Cybersecurity experts paint a sobering picture of the threat's scope. "There are hundreds of Fortune 500 organizations that have hired these North Korean IT workers," Mandiant Consulting CTO Charles Carmakal said Tuesday during a media briefing at the RSAC 2025 Conference.
"Literally every Fortune 500 company has at least dozens, if not hundreds, of applications for North Korean IT workers," Carmakal said. "Nearly every CISO that I've spoken to about the North Korean IT worker problem has admitted they've hired at least one North Korean IT worker, if not a dozen or a few dozen."
The threat has reached even major technology companies.

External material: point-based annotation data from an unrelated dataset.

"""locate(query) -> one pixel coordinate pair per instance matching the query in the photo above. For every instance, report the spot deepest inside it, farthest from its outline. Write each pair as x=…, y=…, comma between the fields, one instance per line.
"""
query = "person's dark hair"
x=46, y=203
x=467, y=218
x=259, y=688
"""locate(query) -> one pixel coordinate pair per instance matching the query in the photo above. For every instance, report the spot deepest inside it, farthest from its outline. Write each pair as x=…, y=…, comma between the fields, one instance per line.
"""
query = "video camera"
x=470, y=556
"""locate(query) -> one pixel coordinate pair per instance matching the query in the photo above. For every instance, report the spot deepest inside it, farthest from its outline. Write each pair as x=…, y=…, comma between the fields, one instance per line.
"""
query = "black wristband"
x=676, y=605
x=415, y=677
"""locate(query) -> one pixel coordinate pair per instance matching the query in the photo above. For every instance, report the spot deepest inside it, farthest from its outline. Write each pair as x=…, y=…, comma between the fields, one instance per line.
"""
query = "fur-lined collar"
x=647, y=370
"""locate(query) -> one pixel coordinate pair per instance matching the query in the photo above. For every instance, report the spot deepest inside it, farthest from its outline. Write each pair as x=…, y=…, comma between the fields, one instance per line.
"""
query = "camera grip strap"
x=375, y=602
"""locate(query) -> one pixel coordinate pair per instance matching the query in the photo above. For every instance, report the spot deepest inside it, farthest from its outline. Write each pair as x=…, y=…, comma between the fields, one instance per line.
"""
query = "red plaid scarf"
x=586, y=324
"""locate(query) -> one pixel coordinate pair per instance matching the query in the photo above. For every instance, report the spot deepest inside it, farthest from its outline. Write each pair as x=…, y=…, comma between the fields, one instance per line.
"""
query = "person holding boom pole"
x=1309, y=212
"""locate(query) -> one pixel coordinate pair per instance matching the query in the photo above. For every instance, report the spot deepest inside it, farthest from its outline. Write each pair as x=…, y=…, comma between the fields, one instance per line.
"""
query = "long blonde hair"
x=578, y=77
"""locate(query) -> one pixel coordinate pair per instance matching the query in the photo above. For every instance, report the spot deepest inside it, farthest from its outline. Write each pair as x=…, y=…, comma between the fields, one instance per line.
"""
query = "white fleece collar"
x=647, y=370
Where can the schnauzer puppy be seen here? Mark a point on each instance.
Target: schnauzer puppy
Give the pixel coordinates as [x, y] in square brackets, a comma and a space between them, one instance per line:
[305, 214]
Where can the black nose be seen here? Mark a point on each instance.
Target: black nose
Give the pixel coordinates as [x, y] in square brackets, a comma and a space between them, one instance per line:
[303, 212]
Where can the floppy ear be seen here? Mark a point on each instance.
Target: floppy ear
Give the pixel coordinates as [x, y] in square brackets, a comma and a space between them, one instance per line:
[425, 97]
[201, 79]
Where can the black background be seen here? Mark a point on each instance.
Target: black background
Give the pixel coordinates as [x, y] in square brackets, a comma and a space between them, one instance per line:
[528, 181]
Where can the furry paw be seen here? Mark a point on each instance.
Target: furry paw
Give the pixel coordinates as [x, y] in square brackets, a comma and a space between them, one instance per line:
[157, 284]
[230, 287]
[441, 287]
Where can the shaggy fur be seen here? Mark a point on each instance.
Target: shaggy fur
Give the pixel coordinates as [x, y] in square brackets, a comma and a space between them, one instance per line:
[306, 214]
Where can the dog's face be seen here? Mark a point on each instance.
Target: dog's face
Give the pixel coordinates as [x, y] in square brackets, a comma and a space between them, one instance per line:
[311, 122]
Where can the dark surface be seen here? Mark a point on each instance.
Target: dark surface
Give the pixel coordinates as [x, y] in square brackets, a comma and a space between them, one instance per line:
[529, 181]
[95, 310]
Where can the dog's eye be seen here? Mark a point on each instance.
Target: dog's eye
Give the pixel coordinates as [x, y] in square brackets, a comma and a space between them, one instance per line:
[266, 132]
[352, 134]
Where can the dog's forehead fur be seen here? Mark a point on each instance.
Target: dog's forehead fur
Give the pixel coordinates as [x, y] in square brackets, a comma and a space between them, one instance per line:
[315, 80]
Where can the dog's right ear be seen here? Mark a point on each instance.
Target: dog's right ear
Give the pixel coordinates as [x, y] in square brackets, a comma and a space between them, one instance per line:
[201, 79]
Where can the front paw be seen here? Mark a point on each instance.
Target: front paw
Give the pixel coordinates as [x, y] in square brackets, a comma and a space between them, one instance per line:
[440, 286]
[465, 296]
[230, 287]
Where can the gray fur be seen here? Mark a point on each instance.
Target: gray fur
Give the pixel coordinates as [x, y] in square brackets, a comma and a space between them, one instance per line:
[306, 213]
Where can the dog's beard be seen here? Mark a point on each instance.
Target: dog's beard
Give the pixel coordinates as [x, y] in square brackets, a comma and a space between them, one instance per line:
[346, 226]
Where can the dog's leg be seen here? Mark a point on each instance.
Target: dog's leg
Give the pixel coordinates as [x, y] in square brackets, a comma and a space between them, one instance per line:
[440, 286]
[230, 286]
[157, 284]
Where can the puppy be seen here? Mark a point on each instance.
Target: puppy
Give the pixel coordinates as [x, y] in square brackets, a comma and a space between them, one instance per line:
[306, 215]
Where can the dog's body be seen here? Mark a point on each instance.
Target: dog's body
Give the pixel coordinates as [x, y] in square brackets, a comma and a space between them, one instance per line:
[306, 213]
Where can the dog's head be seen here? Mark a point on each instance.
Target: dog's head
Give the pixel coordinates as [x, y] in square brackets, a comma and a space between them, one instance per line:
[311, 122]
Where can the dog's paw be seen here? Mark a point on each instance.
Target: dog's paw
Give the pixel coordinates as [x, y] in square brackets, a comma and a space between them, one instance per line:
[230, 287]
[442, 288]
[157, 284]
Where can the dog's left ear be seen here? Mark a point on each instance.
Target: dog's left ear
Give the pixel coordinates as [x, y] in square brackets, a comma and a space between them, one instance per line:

North Korean technical workers have been detected in Google's talent pipeline as job candidates and applicants, but none have been hired by the company to date, said Iain Mulholland, senior director of security engineering at Google Cloud.
The sophisticated nature of the AI-enhanced operations makes detection increasingly difficult. "FBI investigation has uncovered a years-long plot to install North Korean IT workers as remote employees to generate revenue for the DPRK regime and evade sanctions," said Assistant Director Bryan Vorndran of the FBI's Cyber Division.
However, some companies have developed detection strategies. "My favorite interview question, because we've interviewed quite a few of these folks, is something to the effect of 'How fat is Kim Jong Un?' They terminate the call instantly, because it's not worth it to say something negative about that," he told a panel session at the RSA Conference in San Francisco Monday, according to Adam Meyers, CrowdStrike's senior vice president.
Organizations are implementing enhanced verification procedures, including requiring candidates to perform specific movements during video calls that challenge deepfake software capabilities and implementing comprehensive identity verification workflows.
The North Korean IT worker scheme represents a convergence of state-sponsored espionage, advanced AI manipulation, and traditional social engineering that challenges conventional cybersecurity defenses.
As AI technology becomes more sophisticated and accessible, experts warn that these infiltration tactics will only become more convincing and harder to detect.
The ongoing operation underscores the critical need for enhanced due diligence in remote hiring processes and the importance of multi-layered security approaches that can adapt to AI-enhanced threats.
Security experts recommend implementing strict identity verification procedures, including document authentication, video call protocols that test for deepfake technology, and ongoing monitoring of remote employees.
Companies are also advised to enhance their incident response capabilities and establish information-sharing partnerships with cybersecurity firms and government agencies.
The threat has prompted calls for industry-wide collaboration to develop new standards and technologies specifically designed to counter AI-enhanced social engineering attacks.
The operation highlights the broader geopolitical implications of AI weaponization, as North Korea leverages sophisticated technology to circumvent international sanctions and fund prohibited weapons programs.
The success of these infiltration campaigns demonstrates how authoritarian regimes can exploit remote work trends and AI advancements to project power across international boundaries.